ロイズの言う通り、四大公爵家はそれぞれが自らが王国の利権を握ろうという野心を抱えていると言われており、特に第五師団団長のワルビー・バッハが率いるのバッハ家とはよく意見のぶつかり合いを繰り返している。


「確かに幾らハーランと言えども一人に背負わせるには負担が大きすぎるか」

「はい、そうですね。そう言えばハーラン様がこれより数年の間は積極的に休暇を取ることを許可していただきたいと申しておりましたよ」

「何?あのハーランがか。わしがしつこく何度も休みを与えようとしても頑なに断り、任務をこなしていたあいつがか」

「左様でございます。”自分の持つものを全て教えてあげたい弟子達を見つけた”と、嬉々とした表情で仰ってました。小さい頃から成長する姿を見てきましたがあんな表情をするハーラン様を初めて目にしましたよ」

「ハーランにそこまで言わせる子供達か・・・。それはそれは、今から騎士となった彼らと面会するのが楽しみになってくるのぉ」

「それに関しては私も同意見なのですが、王様にはそろそろご決断をお願いしたく存じ上げます」


玉座の前に並び言い争っている臣下達を一瞥し、話を切り上げて本題に突っ込んだ。


王は手を組んでうーん、と唸る。

そんな二人の間にしばし沈黙の時が流れた。

ロイズが待つこと数十分、ようやく顔を上げた王の表情はどこか晴れ晴れとしており、何かを決心したような顔つきだった。

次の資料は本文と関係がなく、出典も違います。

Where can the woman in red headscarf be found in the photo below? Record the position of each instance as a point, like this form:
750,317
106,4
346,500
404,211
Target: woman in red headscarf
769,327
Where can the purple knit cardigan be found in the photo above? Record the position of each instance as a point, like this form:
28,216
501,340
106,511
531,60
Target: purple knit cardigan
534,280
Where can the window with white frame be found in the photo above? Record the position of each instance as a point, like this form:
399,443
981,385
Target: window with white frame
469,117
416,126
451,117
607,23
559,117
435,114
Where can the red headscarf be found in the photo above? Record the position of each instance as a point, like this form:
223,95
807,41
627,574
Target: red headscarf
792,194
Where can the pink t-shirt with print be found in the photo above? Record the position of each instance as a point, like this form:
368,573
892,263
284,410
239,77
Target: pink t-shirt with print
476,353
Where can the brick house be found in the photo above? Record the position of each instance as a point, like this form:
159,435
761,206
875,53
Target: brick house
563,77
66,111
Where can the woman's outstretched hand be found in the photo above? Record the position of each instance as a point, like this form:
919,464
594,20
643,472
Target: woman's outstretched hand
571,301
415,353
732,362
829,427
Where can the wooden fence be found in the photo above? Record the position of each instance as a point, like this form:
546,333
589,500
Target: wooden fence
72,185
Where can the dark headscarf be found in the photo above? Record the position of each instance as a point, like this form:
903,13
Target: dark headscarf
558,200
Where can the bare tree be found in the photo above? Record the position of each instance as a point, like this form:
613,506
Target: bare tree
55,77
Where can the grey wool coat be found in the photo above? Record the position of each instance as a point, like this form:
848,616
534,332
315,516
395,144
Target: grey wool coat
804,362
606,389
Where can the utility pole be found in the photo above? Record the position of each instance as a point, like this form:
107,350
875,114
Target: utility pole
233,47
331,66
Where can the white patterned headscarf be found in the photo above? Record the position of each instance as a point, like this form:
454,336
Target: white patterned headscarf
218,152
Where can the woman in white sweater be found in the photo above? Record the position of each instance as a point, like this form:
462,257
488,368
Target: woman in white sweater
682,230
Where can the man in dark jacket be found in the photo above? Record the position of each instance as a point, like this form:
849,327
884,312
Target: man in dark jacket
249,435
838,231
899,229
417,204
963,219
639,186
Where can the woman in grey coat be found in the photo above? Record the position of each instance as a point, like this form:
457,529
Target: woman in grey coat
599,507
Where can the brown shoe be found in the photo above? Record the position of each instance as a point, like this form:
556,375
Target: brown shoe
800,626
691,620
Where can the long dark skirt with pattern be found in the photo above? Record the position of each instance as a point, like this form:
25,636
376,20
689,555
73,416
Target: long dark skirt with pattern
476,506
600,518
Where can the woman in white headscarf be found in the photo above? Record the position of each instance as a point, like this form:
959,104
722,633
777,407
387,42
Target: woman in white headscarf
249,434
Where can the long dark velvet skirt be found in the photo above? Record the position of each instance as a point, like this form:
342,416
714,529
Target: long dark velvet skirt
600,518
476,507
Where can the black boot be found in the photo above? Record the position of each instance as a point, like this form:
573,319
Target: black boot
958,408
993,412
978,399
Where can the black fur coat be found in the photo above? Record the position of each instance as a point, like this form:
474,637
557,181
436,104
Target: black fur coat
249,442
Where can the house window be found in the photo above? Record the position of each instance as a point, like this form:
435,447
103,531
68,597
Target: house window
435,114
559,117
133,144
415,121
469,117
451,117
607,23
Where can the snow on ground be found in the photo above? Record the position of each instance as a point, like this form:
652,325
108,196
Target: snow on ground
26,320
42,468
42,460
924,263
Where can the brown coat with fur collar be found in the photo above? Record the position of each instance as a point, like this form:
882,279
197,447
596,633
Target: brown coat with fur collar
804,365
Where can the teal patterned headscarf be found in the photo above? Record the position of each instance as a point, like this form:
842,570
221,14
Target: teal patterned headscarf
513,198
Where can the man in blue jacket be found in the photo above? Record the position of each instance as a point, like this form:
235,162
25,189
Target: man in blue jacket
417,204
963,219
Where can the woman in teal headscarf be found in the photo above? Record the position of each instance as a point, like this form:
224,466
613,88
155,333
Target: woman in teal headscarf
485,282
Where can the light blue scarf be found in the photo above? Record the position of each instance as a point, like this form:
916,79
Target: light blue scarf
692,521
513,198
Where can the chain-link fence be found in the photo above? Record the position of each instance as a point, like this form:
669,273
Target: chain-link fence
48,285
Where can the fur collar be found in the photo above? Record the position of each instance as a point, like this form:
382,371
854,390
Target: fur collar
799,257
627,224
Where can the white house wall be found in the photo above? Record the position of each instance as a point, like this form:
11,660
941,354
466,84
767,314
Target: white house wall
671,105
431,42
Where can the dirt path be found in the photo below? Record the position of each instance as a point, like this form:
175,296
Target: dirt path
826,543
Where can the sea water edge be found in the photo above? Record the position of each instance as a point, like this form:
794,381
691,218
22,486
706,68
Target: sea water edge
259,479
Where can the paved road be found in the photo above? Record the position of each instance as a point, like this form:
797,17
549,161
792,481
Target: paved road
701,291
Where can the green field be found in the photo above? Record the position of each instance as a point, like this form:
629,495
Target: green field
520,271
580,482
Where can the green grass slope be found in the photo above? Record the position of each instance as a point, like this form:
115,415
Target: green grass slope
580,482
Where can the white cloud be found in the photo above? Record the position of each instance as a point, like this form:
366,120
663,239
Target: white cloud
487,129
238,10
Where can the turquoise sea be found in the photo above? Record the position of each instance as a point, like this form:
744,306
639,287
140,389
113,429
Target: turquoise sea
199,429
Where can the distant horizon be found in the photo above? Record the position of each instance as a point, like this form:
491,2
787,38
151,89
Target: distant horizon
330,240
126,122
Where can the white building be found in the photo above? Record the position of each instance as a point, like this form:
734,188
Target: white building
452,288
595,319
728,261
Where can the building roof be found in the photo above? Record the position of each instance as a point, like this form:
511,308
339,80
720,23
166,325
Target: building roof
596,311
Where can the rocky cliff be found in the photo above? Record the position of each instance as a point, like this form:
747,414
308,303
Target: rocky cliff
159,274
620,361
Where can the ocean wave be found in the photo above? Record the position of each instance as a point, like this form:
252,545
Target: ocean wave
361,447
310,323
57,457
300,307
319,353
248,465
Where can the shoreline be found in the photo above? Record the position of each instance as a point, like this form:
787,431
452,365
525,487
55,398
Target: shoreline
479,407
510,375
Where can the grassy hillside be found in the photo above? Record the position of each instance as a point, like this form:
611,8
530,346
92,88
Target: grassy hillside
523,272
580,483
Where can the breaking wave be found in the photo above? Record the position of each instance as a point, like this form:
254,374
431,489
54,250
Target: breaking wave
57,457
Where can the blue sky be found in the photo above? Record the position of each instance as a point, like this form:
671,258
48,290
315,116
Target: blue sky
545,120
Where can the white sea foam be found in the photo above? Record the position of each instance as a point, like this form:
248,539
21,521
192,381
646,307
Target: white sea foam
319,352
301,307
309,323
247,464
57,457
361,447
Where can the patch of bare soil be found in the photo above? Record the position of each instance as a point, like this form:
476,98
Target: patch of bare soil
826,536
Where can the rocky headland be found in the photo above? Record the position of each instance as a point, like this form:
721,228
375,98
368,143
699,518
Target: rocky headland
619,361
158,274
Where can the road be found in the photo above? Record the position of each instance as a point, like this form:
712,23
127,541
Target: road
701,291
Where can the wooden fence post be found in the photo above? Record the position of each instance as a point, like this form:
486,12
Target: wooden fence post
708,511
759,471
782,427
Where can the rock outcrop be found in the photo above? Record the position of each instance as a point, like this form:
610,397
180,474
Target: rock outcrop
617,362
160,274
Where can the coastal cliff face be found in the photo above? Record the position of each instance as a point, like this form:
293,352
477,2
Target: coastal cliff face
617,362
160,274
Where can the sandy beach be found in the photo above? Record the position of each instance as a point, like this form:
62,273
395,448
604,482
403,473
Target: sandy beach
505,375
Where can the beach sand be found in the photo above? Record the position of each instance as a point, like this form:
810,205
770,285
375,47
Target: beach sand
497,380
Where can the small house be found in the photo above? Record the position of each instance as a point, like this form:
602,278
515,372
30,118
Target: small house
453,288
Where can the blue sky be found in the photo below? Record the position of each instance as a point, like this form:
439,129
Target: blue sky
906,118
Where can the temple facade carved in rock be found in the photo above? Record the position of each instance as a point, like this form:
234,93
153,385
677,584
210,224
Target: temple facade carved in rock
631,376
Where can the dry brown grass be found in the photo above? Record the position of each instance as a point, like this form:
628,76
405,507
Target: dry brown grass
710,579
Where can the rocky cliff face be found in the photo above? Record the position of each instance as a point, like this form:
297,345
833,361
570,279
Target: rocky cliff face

「相分かった。お主の提案を受け入れよう。自分でも様々な事態を想定して策を講じてみたがお主以上のものは思いつかなんだ。感謝するぞ」

「はっ!有り難きお言葉、誠に光栄に存じます」


意見がまとまると王は今だに各々、好き勝手に自分の考えを言い合っている臣下達を一喝すると命令を下した。


「ええい!皆の者静まれ!我々バルハン王国は此度のエルフ族の申し出を受け、一月後第六師団・団長レドモンドを将に据え、共に竜族に攻勢を仕掛ける」

「各自進軍に備え兵の召集、兵糧の確保、行軍経路の確認を進めておけ!」

「はっ!!」


王からの鶴の一声で黙り込んだが、命令が下されると大きく皆が揃って答えた。


こうしてそれぞれが自分に与えられた使命を果たす為に奔走する日々が続いた。